In matters of war, no nation is free of guilt. Regardless of whether they are produced by victorious or vanquished countries, the better war films set out facts, acknowledge wrongdoing, express regret, and seek atonement. Many of them put guilt and culpability onto the widescreen so that current and future generations may learn from the past. This is the psychological space in which we find the extraordinary Danish-German war film Land of Mine (2016).

It is 1945 and the war is over, but the beautiful Danish coastline has two million deadly mines left buried in the sand by the Nazi occupation. Danish Sergeant Carl Rasmussen (Roland Møller) is assigned a squad of fourteen German prisoners of war who must clear a beach that contains 45,000 active mines. The Sergeant's treatment of the teenage boys is initially brutal: they live and work in terrible conditions, are practically starved and constantly reminded that everyone in Denmark hates them and nobody cares if they live or die. Their task is to crawl along the beach by hand, poking a stick in the sand to locate mines, then defuse them before they explode. Inevitably, many failed. With echoes of Stockholm syndrome, both captor and captives find glimpses of humanity in each other that leads to Rasmussen being suspected by his tormenting superiors of going soft on the Germans. He must walk the fine line between military obedience, personal hatred of Nazis, and his growing compassion and realisation that these are just boys who were conscripted into battle. His characterisation and its transition from hatred to acceptance frames the narrative of this high-tension drama.

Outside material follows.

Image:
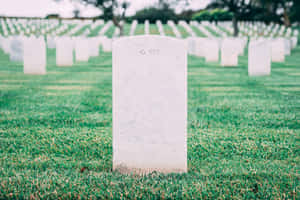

Stunningly realistic cinematography with minute attention to detail amplifies the horror of this story. The acting is remarkable from a mostly unknown cast and Rasmussen's performance captures the very essence of moral conflict. The mine-clearing proceeds inch-by-agonising-inch, and the film's plot line inches forward at a similar pace. With camera at sand-level, we see close-up images of teenage warriors with beads of terror trickling down their faces as their sand-covered fingers slowly un-screw a detonator from a mine, knowing that an explosion will tear their body to pieces. These are some of the most heart-pulse racing moments you can experience through film. This is not entertainment nor is it for faint-hearted viewers; several scenes are horrific.

Most war films glorify battle or corner us into cheering one side or the other. This film presents an exquisite conundrum: was it morally acceptable for the Danish military to force German POWs to remove the deadly mines that the Nazi army left behind, knowing that most will die or be maimed? Or should this deadly work have been carried out by Danish soldiers? Was the inhumane treatment of teenage soldiers justifiable, regardless of the brutality of the Nazi occupation of Denmark? In the light of such questions, is this film one of justification or a confessional that seeks atonement? Land of Mine shines a bright light on what has hitherto been a dark secret of Danish history. It is a powerful and important story.